Do offsite document storage fees make up a substantial portion of your operating budget? There are two key steps you can take to reduce your costs: purging your active documents and conducting an audit of the boxes currently in storage. This blog post explores what is involved in each approach.

Purging active documents

Purging active documents is a simply way to reduce the volume of documents that you send into offsite storage. In order to be sure that the right documents are going to storage you need a plan and processes that take records management principles into consideration:

  • Educate employees on which documents should be kept – help employees correctly identify which documents are records are therefore should be kept.
  • Set up specific times to have employees do their clean up – identify a day as “clean-up” day, giving employees time in their day to go through their documents.
  • Set up specific areas for document disposal – this area is clearly identified as the central location where staff can take their documents to be securely destroyed or filed away.

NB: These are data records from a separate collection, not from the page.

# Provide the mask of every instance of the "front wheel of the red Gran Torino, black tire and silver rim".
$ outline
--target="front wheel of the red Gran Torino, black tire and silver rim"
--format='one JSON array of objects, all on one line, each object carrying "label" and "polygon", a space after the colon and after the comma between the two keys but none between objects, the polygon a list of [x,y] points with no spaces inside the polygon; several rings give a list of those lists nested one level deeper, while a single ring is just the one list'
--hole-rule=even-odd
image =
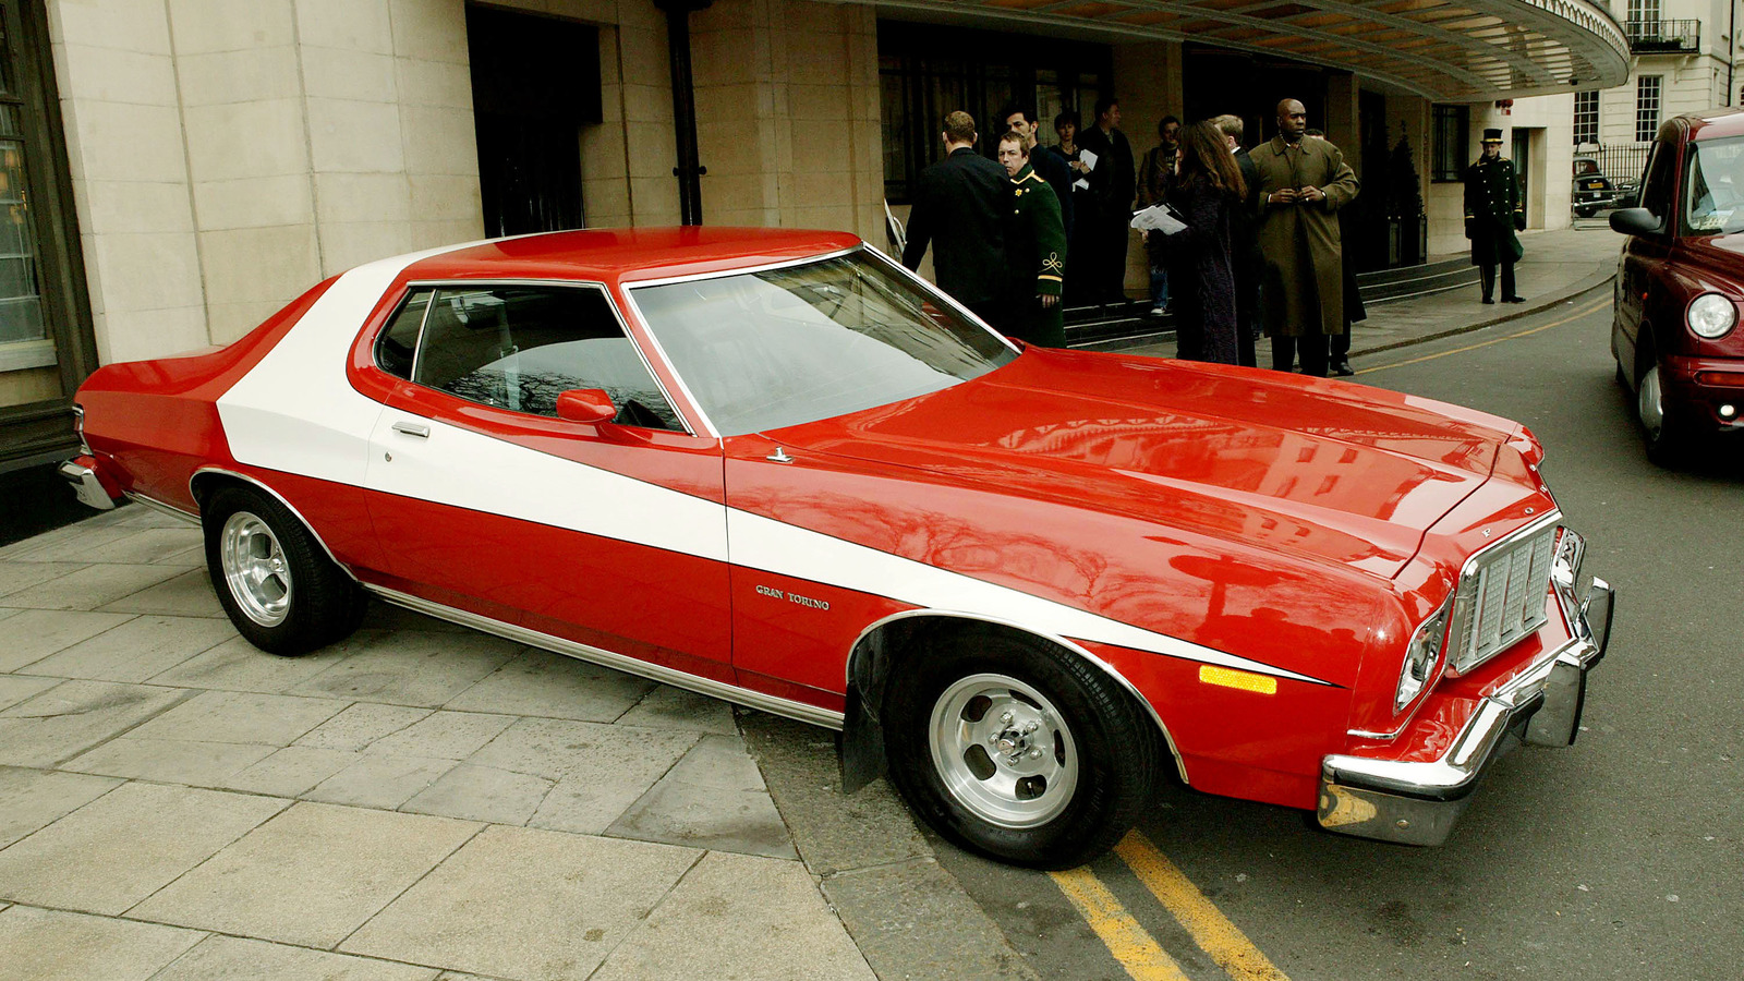
[{"label": "front wheel of the red Gran Torino, black tire and silver rim", "polygon": [[[977,696],[987,698],[980,714]],[[944,719],[937,744],[935,716]],[[1041,737],[1018,733],[1038,719]],[[1081,866],[1113,848],[1149,803],[1163,756],[1151,717],[1100,669],[985,627],[935,637],[898,665],[882,724],[891,780],[916,813],[968,850],[1039,869]],[[1018,735],[1015,756],[1012,742],[980,731],[999,728]],[[991,817],[996,808],[1013,817]]]}]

Now the first document purge session may take a little time but once it is done subsequent purges should be quick and run even more smoothly. If you are hesitant about the logistics of such a day across the organization you can start with one department as a test before rolling it out to other departments.

Conducting a successful box audit

You might be surprised by how much of your offsite storage space is being taken up by records you don’t need. A box audit is exactly as it sounds – identifying what is in each box and determining what action to take. Recommended best practices for a box audit include:

  • Capturing information at the box level
  • Capturing details at the file level
  • Restructuring the box contents based on current retention values
  • Destroying or recycling all non-record materials
  • Destroying records according to your retention schedule, whenever possible.

Together, these two activities can reduce your offsite storage requirements by a significant amount. For example, a North American energy trust company worked with TAB to dramatically reduce the amount of material going into storage. After applying these best practices, the company reduced the volume of records being moving into storage from 7000 cubic feet to only 495 cubic feet!